(BUENOS AIRES).- “Hoy el único refuerzo que tengo es Lozano. Hasta que no firmen… Esto es Boca y nunca se sabe”, había dicho Rodolfo Arruabarrena apenas consumada la clasificación a octavos de la Copa Argentina. Horas después, el club oficializó los regresos de Sebastián Villa y Álvaro Montero, dos colombianos que ya fueron campeones juntos en Deportes Tolima y que este sábado compartieron su primer entrenamiento en Ezeiza.
La vuelta al ruedo de la dupla cafetera tiene un antecedente concreto: en 2018, antes de que Villa iniciara su primera etapa en el Xeneize, el extremo y el arquero levantaron el torneo colombiano con Tolima. Aquella final de visitante ante Atlético Nacional se definió por penales, con Villa convirtiendo el primer remate y Montero atajando dos para sellar la consagración ante un equipo que entonces dirigía Jorge Almirón.
El camino de Villa hasta este reencuentro incluyó su salida de Boca en 2023, un paso por el Beroe Stara Zagora de Bulgaria y el regreso al país en julio de 2024 para jugar en Independiente Rivadavia, donde fue figura y campeón de la Copa Argentina. A mediados de 2026 volvió a ponerse la azul y oro, entre comentarios cruzados de hinchas y con la expectativa de recuperar su mejor versión.
Montero, arquero de 31 años, construyó un recorrido distinto. Después de tres temporadas más en Tolima, se afirmó como titular en Millonarios de Colombia desde principios de 2022. En 2025 pasó a préstamo a Vélez, que ejecutó la opción de compra tras sus buenos rendimientos. Boca desembolsó cerca de 4 millones de dólares para adquirir su pase y desde el primer día se perfila como pieza para el once titular.
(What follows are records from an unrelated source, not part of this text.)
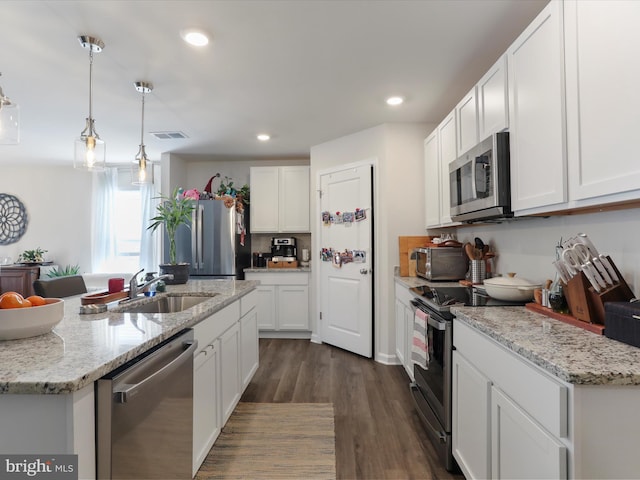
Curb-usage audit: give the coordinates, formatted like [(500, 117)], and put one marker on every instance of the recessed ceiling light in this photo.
[(394, 100), (194, 37)]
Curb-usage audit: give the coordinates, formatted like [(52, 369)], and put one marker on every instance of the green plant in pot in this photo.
[(172, 212)]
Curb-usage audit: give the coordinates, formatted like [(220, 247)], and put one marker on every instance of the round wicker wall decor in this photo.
[(13, 219)]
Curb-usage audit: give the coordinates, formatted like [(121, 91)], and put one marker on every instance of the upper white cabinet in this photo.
[(279, 199), (432, 180), (493, 100), (448, 153), (439, 151), (602, 46), (467, 118), (537, 114)]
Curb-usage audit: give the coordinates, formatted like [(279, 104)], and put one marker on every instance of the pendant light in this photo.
[(143, 172), (89, 148), (9, 120)]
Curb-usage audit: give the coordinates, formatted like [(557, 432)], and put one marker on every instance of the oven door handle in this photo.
[(424, 410), (442, 326)]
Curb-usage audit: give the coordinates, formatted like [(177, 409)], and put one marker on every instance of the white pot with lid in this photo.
[(510, 288)]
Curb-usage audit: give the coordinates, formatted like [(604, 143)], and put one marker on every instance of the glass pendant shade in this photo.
[(142, 172), (9, 121), (90, 149)]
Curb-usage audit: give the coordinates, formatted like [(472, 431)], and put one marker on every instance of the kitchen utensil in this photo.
[(510, 288)]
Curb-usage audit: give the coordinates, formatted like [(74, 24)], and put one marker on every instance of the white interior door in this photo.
[(346, 287)]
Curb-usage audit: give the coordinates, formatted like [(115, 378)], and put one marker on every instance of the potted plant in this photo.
[(172, 212)]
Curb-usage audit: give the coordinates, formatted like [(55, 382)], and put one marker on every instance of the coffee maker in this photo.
[(283, 249)]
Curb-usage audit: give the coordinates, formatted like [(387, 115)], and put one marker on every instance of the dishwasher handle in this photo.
[(126, 391)]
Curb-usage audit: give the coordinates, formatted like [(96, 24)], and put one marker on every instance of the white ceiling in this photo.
[(305, 71)]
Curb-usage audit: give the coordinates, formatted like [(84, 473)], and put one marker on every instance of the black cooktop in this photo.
[(441, 298)]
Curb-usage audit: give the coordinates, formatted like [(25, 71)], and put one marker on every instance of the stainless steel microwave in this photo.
[(480, 181)]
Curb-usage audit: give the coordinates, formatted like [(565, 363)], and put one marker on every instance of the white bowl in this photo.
[(510, 288), (28, 322)]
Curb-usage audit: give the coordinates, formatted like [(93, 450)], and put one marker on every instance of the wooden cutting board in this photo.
[(406, 246)]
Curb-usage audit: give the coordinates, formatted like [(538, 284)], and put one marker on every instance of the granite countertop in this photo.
[(276, 270), (83, 348), (572, 354)]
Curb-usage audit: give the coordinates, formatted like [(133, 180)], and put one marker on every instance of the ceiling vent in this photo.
[(168, 135)]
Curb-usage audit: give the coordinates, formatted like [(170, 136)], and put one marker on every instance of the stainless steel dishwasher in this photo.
[(144, 419)]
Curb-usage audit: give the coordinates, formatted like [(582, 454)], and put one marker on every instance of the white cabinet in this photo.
[(283, 302), (537, 114), (230, 383), (520, 448), (432, 180), (602, 47), (493, 100), (439, 151), (225, 362), (279, 199), (525, 431), (448, 153), (470, 428), (404, 328), (206, 403), (467, 122), (248, 337)]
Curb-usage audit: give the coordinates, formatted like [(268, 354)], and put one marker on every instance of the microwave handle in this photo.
[(474, 190)]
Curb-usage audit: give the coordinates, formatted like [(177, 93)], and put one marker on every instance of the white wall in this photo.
[(527, 246), (58, 203), (398, 203)]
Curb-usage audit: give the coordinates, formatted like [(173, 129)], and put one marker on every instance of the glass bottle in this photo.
[(557, 300)]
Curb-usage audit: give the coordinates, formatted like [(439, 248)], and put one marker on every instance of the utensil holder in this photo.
[(478, 271), (588, 305)]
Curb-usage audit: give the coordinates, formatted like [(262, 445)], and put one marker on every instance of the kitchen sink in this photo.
[(171, 304)]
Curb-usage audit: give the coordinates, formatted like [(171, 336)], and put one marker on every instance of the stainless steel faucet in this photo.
[(135, 289)]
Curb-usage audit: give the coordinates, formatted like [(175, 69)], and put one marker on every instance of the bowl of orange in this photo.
[(28, 317)]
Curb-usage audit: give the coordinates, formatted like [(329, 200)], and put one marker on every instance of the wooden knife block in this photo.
[(588, 305)]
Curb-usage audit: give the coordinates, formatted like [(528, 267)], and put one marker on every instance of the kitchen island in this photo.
[(535, 396), (47, 402)]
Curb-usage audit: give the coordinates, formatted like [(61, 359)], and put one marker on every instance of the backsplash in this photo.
[(527, 246)]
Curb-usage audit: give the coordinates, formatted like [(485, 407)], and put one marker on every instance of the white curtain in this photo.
[(103, 238), (149, 243)]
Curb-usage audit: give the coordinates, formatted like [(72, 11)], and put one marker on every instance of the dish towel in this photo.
[(420, 344)]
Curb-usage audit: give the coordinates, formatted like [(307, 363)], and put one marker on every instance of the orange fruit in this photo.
[(11, 300), (36, 300)]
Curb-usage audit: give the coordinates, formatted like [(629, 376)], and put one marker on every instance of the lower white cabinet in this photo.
[(224, 364), (404, 328), (520, 447), (510, 419), (283, 301), (230, 384), (471, 433), (206, 403)]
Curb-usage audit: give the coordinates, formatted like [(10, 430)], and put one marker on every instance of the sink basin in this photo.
[(171, 304)]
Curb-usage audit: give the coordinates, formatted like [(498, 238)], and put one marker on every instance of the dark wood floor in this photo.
[(378, 433)]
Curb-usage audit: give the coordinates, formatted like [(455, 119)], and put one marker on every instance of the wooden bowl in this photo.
[(18, 323)]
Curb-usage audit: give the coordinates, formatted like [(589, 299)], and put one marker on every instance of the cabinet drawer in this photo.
[(248, 303), (288, 278), (212, 327), (403, 294), (542, 396)]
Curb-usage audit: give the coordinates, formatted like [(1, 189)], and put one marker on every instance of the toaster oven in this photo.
[(441, 263)]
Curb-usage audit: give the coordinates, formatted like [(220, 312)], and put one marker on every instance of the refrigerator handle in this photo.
[(201, 236), (194, 238)]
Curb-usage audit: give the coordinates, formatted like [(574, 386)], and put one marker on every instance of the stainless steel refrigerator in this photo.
[(215, 244)]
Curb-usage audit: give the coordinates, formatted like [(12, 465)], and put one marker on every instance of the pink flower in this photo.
[(192, 194)]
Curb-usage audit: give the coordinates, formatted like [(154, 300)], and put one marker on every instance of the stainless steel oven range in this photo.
[(431, 389)]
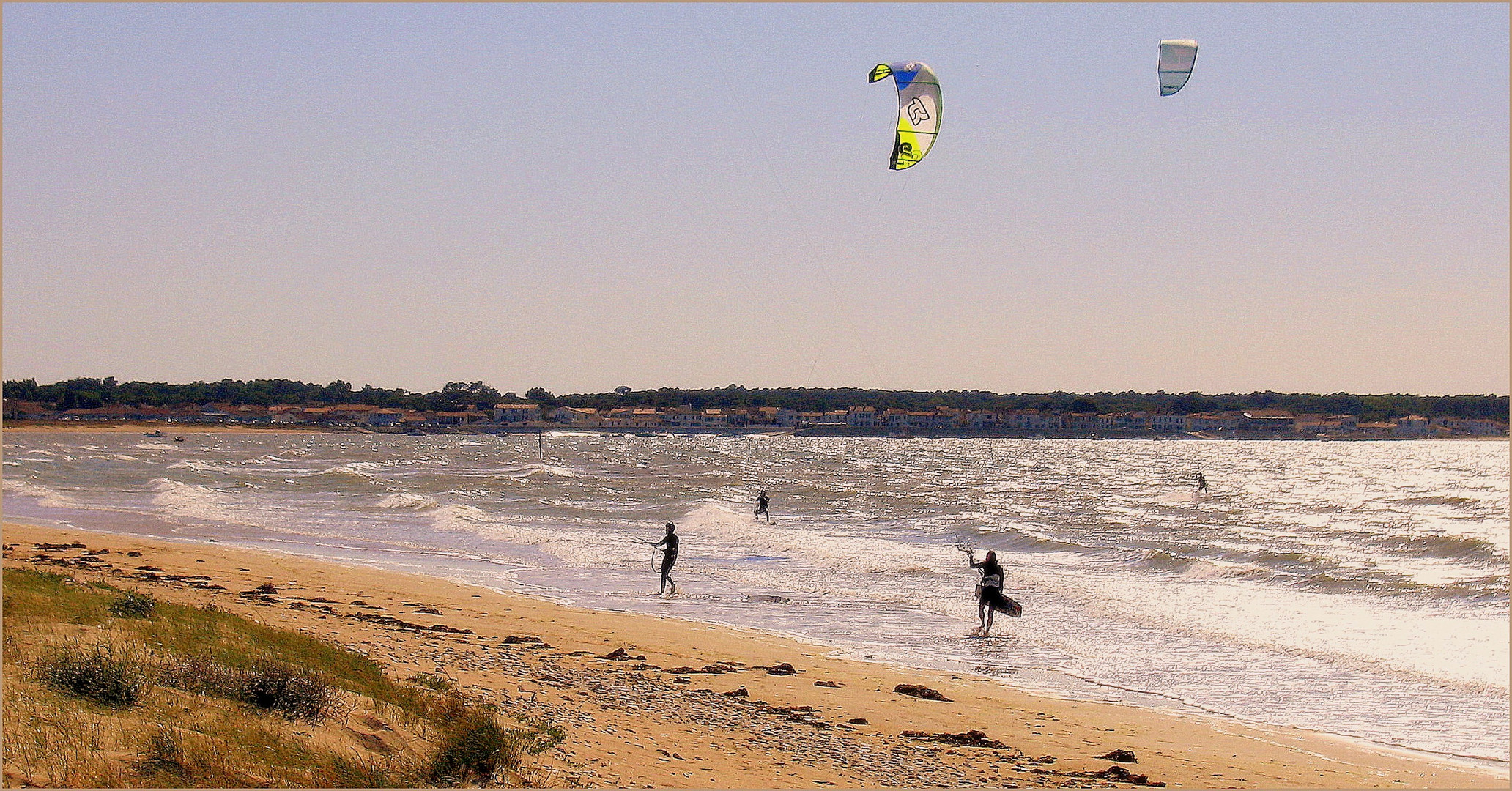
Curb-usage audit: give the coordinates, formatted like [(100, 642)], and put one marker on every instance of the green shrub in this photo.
[(102, 673), (433, 681), (267, 684), (288, 690), (133, 606), (474, 749)]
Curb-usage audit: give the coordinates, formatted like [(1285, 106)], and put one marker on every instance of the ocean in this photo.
[(1348, 587)]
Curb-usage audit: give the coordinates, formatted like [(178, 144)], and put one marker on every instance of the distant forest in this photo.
[(89, 393)]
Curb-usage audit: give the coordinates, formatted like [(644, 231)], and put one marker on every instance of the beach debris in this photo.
[(970, 738), (922, 691), (1118, 773), (717, 667)]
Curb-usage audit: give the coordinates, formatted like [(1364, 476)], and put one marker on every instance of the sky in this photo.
[(581, 197)]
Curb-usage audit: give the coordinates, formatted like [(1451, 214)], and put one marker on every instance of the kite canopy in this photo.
[(918, 111), (1176, 58)]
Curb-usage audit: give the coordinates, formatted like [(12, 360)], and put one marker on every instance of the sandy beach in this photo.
[(663, 702)]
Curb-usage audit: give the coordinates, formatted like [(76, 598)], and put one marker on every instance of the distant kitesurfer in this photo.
[(989, 593), (669, 548)]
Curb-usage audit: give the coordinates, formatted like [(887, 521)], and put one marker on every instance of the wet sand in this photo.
[(655, 702)]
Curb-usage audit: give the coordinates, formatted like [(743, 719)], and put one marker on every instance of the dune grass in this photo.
[(109, 687)]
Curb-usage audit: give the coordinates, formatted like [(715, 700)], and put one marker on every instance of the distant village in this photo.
[(856, 421)]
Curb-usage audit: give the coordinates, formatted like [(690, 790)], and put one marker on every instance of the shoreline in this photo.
[(1186, 749), (127, 427)]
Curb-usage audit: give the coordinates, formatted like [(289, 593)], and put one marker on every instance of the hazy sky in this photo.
[(587, 196)]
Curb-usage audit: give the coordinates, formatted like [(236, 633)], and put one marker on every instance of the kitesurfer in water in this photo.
[(669, 548), (989, 593)]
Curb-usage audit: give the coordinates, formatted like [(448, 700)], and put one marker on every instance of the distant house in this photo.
[(516, 413), (1030, 420), (1267, 421), (460, 417), (1483, 427), (1412, 426), (980, 420), (862, 416), (1168, 423), (1226, 421), (575, 415), (385, 417), (1130, 421)]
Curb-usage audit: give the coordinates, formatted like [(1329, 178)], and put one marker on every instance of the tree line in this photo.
[(91, 392)]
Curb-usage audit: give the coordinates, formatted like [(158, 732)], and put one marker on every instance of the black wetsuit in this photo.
[(993, 586), (669, 559)]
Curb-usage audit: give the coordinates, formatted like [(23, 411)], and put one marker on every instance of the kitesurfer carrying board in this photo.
[(989, 593), (669, 546)]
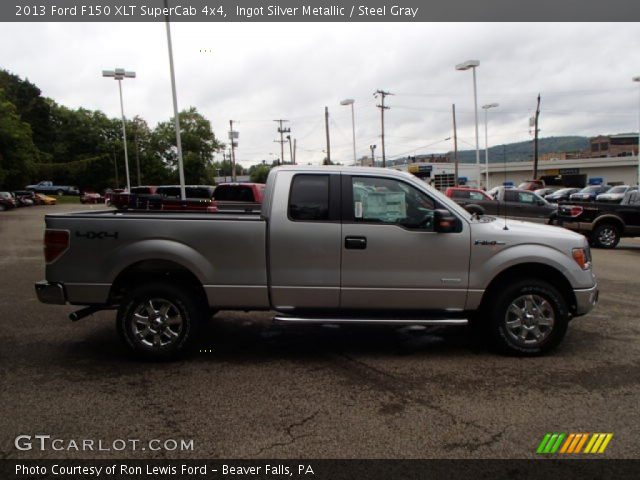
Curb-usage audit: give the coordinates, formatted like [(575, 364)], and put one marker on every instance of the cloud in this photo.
[(254, 73)]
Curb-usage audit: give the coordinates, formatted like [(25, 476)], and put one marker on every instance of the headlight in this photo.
[(582, 257)]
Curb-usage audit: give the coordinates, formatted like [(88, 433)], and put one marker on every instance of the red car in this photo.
[(531, 185), (91, 197), (238, 196), (7, 202)]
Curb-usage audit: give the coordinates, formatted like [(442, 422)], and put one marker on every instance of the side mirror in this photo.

La búsqueda de un arquero se volvió prioritaria porque Leandro Brey no terminó de conformar cuando le tocó atajar, Javier García apenas sumó minutos oficiales en este 2026 y Agustín Marchesin se recupera de una lesión ligamentaria que lo tendrá fuera hasta el año próximo. Con ese panorama, la llegada de Montero se aceleró para darle a Arruabarrena una variante de jerarquía justo en la antesala de un cruce internacional.
El propio Vasco dejó en claro que hasta no ver las firmas no daba nada por cerrado: “Hoy el único refuerzo que tengo es Lozano. Hasta que no firmen… Esto es Boca y nunca se sabe”. La frase sonó a advertencia puertas adentro, pero la documentación se resolvió el último fin de semana y ambos estuvieron a disposición desde el arranque de la semana.
El primer examen para Montero asoma este jueves a las 21.30 en la Bombonera, cuando Boca reciba a O’Higgins por la ida del playoff de la Copa Sudamericana. Si el cuerpo técnico lo dispone, el colombiano debutará de inmediato; Villa también quedó en condiciones de sumar minutos y espera su oportunidad para volver a festejar —como ya lo hicieron juntos hace ocho años— con la camiseta xeneize.